Rabbi Illowy was invited to be the chief rabbi of the Shaarei Chased Congregation in New Orleans due to his popular speech. By the 1950s, the Washington metropolitan area was the sixth largest Jewish community in the United States, with 81,000 people (today it ranks fifth).The names of Jews are prominent in the struggle for emancipation in 1818-1826, during which the Jewish bill was debated in the Maryland legislature. In 1825, Solomon Etting estimated that there were 150 Jews living in Maryland. The largest Jewish populations are located in Montgomery County and Baltimore metropolitan area, particularly in Pikesville and northwest Baltimore.
Starting in the 1950s, synagogues and other Jewish institutions moved away from Washington's central commercial corridors to Upper Northwest and Maryland, and did not return until the late 1990s. State delegate Thomas Kennedy took up the cause of religious freedom for Jews despite never having met any before. Consequently, according to the Jewish Encyclopedia, there were fifteen families of Jews living in Baltimore in 1796. Between 1830 and 1870, more than 10,000 Jews from Germany and other areas of Central Europe settled in Maryland. Silver Spring was one of the most attractive destinations due to new subdivisions built by Jewish real estate developers. David Fereira, a Jewish tobacco merchant from New Amsterdam, appeared in Maryland as early as 1657 and colonial records mention a Jewish doctor named Jacob Lumbrozo who was also engaged in trade. These communities had more tolerance for non-Christians so Jews were better able to settle down.

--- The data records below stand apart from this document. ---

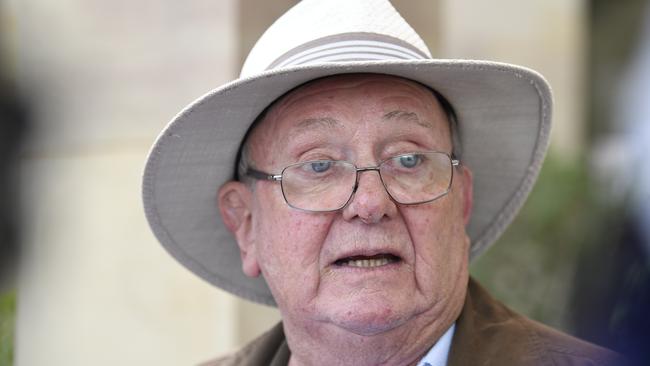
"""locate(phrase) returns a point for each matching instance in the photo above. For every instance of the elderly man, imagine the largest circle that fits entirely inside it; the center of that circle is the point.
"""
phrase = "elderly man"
(358, 176)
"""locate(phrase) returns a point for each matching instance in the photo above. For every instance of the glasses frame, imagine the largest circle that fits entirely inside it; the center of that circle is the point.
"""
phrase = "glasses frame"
(260, 175)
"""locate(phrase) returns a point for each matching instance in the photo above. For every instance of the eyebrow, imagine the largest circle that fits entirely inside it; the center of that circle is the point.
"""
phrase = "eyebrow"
(407, 116)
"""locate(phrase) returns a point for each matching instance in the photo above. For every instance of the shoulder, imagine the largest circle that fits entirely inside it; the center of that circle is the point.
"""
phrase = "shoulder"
(260, 351)
(488, 332)
(564, 349)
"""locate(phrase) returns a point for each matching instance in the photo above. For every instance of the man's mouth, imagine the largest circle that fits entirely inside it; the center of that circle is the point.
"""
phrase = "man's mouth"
(362, 261)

After 1740s with growth of trade in colony individual Jews appeared in Annapolis, Fredericktown (now Frederick) and few other cities but a Jewish community with support institutions did not emerge until period of American Revolution when Baltimore became one of region's major ports and attracted several Jewish families. The passing of this bill was a major turning point for Jewish communities of Maryland and Baltimore and changed trajectory of Jewish participation and commitment to public life. The researchers described only 14 percent of local Jewish community as “minimally involved” and instead noted that some people are very committed to Jewish culture or holidays even if they don't participate in religious celebrations. Today, there are numerous organizations dedicated to preserving and promoting Jewish culture throughout Central Maryland. These organizations provide educational opportunities for children and adults alike to learn about their heritage and history. Additionally, many synagogues have been established throughout Central Maryland to provide spiritual guidance for those who wish to practice their faith. The evolution of the Jewish community in Central Maryland is an important part of American history.
From its humble beginnings as a small group of immigrants seeking religious freedom to its current status as an integral part of American society, this community has made an indelible mark on our nation's history.